24/02/2025 Visualizar PDF

RECLAMAÇÃO. DIREITO DO TRABALHO. TERCEIRIZAÇÃO DE SERVIÇOS PARA CONSECUÇÃO DE ATIVIDADE-FIM. ALEGAÇÃO DE AFRONTA À AUTORIDADE DA DECISÃO PROFERIDA POR ESTA SUPREMA CORTE NA ARGUIÇÃO DE DESCUMPRIMENTO DE PRECEITO FUNDAMENTAL 324. OCORRÊNCIA. PRECEDENTES. RECLAMAÇÃO QUE SE JULGA PARCIALMENTE PROCEDENTE.


DECISÃO: Trata-se de reclamação ajuizada por Novelprint Sistemas de Etiquetagem Ltda. contra decisão do Tribunal Regional do Trabalho da 2ª Região, nos autos do Processo nº , 1001247-07.2023.5.02.0068sob a alegação de inobservância das decisões vinculantes proferidas pelo Plenário deste Supremo Tribunal Federal no julgamento da ADPF 324, ADC 48, ADI 3.961, bem como de descumprimento do Tema 725 da sistemática da repercussão geral.

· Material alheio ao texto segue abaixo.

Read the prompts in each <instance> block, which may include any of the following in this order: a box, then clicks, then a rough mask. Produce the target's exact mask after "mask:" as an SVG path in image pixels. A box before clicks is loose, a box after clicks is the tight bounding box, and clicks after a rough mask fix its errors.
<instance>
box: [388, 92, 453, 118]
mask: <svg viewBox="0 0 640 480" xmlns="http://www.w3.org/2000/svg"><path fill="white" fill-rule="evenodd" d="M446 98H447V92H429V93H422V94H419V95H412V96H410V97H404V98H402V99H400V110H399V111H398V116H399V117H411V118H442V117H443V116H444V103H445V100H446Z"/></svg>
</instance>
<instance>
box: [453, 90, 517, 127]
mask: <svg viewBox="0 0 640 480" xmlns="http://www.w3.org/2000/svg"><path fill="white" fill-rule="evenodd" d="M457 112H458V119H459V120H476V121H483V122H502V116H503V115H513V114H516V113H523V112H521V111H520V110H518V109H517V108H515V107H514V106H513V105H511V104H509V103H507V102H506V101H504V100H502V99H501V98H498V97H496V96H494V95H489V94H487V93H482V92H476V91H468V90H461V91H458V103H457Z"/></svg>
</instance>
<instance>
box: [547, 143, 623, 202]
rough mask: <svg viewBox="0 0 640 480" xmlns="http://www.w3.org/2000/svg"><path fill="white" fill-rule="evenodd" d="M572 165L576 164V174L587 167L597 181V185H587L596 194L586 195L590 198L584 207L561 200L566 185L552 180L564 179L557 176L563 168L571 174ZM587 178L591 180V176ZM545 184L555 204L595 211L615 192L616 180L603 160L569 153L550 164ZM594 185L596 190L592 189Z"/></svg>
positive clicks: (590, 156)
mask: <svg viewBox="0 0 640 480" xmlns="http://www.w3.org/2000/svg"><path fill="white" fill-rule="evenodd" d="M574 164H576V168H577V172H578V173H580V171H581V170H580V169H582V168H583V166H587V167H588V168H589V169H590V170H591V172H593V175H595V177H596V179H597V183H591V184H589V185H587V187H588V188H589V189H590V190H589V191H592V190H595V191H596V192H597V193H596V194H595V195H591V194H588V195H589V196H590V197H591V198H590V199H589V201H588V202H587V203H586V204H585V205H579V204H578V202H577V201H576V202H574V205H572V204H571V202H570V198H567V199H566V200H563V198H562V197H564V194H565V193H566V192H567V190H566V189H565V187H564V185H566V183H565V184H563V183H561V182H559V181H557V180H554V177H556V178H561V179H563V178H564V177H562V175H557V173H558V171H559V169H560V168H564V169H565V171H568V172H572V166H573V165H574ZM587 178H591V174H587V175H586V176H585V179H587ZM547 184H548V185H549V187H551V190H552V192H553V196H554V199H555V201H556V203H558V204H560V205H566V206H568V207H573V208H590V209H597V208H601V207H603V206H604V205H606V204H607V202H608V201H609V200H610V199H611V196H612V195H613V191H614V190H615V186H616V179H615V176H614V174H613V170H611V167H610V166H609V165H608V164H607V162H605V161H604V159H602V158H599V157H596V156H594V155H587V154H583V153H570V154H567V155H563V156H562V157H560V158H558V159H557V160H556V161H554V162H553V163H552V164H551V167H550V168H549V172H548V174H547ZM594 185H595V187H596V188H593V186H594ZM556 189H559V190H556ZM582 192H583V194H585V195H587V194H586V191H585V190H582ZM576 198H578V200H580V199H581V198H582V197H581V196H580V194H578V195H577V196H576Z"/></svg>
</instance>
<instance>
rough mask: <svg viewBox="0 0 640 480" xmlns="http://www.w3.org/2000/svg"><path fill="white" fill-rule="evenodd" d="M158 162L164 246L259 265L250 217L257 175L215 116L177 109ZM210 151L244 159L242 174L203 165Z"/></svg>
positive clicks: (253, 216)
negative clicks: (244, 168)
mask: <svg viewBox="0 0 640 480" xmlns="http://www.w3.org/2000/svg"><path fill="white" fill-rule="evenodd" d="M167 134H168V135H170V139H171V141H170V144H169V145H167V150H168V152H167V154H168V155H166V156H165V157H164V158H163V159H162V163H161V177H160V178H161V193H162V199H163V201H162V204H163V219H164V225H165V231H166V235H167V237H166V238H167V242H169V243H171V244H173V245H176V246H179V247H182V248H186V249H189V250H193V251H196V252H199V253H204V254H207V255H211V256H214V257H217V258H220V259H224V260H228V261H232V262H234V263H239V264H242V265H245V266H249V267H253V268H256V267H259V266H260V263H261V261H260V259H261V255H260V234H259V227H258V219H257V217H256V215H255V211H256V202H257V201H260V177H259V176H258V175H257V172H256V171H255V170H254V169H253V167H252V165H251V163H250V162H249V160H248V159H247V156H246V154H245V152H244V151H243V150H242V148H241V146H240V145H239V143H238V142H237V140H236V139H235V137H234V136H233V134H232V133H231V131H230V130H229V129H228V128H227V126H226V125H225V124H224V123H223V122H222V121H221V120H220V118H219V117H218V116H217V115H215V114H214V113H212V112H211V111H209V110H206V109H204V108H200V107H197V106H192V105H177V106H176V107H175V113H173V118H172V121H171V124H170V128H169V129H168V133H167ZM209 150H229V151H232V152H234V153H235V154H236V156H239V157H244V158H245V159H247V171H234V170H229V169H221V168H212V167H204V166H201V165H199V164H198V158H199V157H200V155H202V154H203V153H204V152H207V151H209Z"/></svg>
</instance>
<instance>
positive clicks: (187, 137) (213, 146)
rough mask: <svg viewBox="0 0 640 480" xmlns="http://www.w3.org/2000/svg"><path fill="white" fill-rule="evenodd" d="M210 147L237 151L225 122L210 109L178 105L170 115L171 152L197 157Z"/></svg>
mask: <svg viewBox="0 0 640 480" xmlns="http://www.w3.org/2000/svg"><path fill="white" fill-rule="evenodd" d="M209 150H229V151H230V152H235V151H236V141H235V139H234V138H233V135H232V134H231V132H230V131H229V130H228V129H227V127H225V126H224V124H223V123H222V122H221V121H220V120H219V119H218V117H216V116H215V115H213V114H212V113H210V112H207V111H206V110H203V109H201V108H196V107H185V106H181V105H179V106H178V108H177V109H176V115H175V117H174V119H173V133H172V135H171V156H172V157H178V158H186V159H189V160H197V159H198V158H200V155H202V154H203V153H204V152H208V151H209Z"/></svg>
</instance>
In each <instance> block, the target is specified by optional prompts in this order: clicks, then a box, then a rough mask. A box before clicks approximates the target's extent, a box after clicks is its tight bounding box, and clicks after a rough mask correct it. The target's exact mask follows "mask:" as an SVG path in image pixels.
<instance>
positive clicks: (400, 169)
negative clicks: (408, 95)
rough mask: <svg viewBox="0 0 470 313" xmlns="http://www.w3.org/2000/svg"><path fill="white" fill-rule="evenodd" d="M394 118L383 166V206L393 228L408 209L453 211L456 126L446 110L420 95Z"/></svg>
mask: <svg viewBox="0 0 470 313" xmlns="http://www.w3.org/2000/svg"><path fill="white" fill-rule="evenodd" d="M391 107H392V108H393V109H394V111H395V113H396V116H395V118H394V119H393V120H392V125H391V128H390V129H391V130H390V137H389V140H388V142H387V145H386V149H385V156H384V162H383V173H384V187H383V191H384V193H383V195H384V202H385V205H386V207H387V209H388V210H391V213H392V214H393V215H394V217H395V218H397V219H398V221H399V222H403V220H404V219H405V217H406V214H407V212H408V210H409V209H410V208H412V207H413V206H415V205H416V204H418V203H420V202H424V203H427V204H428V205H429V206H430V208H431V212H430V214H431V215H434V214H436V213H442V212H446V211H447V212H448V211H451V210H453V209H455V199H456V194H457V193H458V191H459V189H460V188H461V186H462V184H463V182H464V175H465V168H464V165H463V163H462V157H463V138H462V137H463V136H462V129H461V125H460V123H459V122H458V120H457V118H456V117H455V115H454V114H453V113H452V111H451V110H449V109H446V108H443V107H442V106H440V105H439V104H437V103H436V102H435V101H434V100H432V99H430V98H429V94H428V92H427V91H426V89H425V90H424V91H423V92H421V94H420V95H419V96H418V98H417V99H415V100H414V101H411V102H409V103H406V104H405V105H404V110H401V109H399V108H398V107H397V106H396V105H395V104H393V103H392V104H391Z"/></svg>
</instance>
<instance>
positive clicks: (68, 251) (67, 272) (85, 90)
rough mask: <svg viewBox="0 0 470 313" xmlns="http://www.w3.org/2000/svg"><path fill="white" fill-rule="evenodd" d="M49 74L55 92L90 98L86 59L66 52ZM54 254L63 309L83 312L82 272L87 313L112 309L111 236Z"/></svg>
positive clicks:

Narra a parte reclamante que no âmbito do processo originário foi reconhecido o vínculo de emprego do ora beneficiário direto com a empresa tomadora de serviços no período de 06/03/2013 a 31/12/2022, nada obstante contrato de prestação de serviços firmado a partir de 06/02/2019, sendo que no período de 06/03/2013 até 05/02/2019 foi registrado o vínculo de emprego na CTPS. Sustenta que, no período posterior à assinatura da carteira de trabalho, a relação entre as partes se deu por meio de pessoa jurídica, de titularidade do autor da reclamação trabalhista, através da qual foram prestados serviços de recursos humanos.

Argumenta, em síntese, que a decisão reclamada afrontou o que decidido na ADPF 324 e no RE 958.252, Tema 725 da repercussão geral, cuja tese se firmou no sentido de declarar a constitucionalidade da terceirização, tanto de atividades-meio quanto de atividades-fim, não havendo que se falar em reconhecimento de vínculo direto por ilicitude da terceirização. Alega, nesse sentido, que a decisão reclamada desconsiderou contrato licitamente firmado por pessoa capaz, que não alegou sequer vício de consentimento na formação do negócio jurídico.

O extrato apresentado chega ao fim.